The reason mental health services are struggling in so many areas is that they are being cut deeper than physical health services within the NHS, at the very time demand is growing. Mentalhealth funding has gone down for the first time in a decade. Mental health services have been cut by 20% more than other NHS services this year and Mental Health Trusts have lost £250 million of their funding since 2012.

Ed Miliband was the first major party leader to make a speech focussing on mental health services, and I’m glad a Labour government led by him will place mental health at the top of the agenda. Labour’s vision for the National Health Service is a service which delivers ‘whole person care’. This means a step-change away from the fragmented delivery of services currently on offer. It means an integration of mental health physical health social care services, based on the needs of the individual, not based around institutions.
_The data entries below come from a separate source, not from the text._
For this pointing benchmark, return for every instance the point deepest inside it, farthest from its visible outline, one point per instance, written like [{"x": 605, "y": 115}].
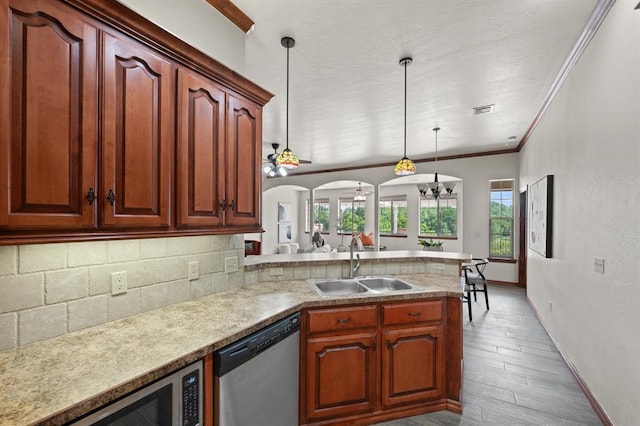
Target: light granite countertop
[
  {"x": 56, "y": 380},
  {"x": 382, "y": 256}
]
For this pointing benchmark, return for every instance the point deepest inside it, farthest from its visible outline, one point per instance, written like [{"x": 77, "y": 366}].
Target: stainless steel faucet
[{"x": 353, "y": 270}]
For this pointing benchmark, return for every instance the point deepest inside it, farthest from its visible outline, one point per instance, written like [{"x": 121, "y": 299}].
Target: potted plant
[
  {"x": 340, "y": 229},
  {"x": 431, "y": 245}
]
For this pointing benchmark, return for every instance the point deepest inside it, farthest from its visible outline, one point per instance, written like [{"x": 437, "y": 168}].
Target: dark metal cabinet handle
[
  {"x": 91, "y": 196},
  {"x": 111, "y": 197}
]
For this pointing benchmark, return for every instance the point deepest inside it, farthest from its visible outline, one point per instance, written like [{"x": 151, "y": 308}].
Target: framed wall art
[{"x": 541, "y": 216}]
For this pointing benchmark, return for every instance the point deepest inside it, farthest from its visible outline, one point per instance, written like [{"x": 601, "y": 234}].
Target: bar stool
[{"x": 475, "y": 282}]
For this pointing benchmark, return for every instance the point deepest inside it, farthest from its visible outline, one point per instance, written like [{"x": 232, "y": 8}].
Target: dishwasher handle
[{"x": 238, "y": 353}]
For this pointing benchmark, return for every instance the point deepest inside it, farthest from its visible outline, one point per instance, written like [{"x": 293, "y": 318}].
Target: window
[
  {"x": 307, "y": 223},
  {"x": 438, "y": 218},
  {"x": 393, "y": 215},
  {"x": 501, "y": 219},
  {"x": 321, "y": 216},
  {"x": 352, "y": 215}
]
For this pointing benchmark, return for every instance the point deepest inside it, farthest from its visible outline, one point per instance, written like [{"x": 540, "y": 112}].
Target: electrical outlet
[
  {"x": 230, "y": 264},
  {"x": 598, "y": 265},
  {"x": 194, "y": 270},
  {"x": 118, "y": 282},
  {"x": 276, "y": 271}
]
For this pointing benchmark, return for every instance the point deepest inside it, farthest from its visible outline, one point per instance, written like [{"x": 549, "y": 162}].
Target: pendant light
[
  {"x": 405, "y": 167},
  {"x": 438, "y": 190},
  {"x": 287, "y": 158}
]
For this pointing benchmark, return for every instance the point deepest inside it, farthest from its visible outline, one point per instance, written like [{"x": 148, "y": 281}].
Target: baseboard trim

We intend to make patients’ access to ‘talking therapies’ a legal right in a newly rewritten NHS constitution.  Labour will recruit 20,000 more nurses, including mental health specialist nurses, paid for by the mansion tax, closing tax loop holes and a levy on tobacco companies.

One child locked in a police cell is one too many. No family should face such a situation. Labour will ensure that this cruel practice is genuinely ended. Surely in a modern country, we can create a system of child and adolescent mental health services which helps, not hinders the treatment and recovery for vulnerable young people.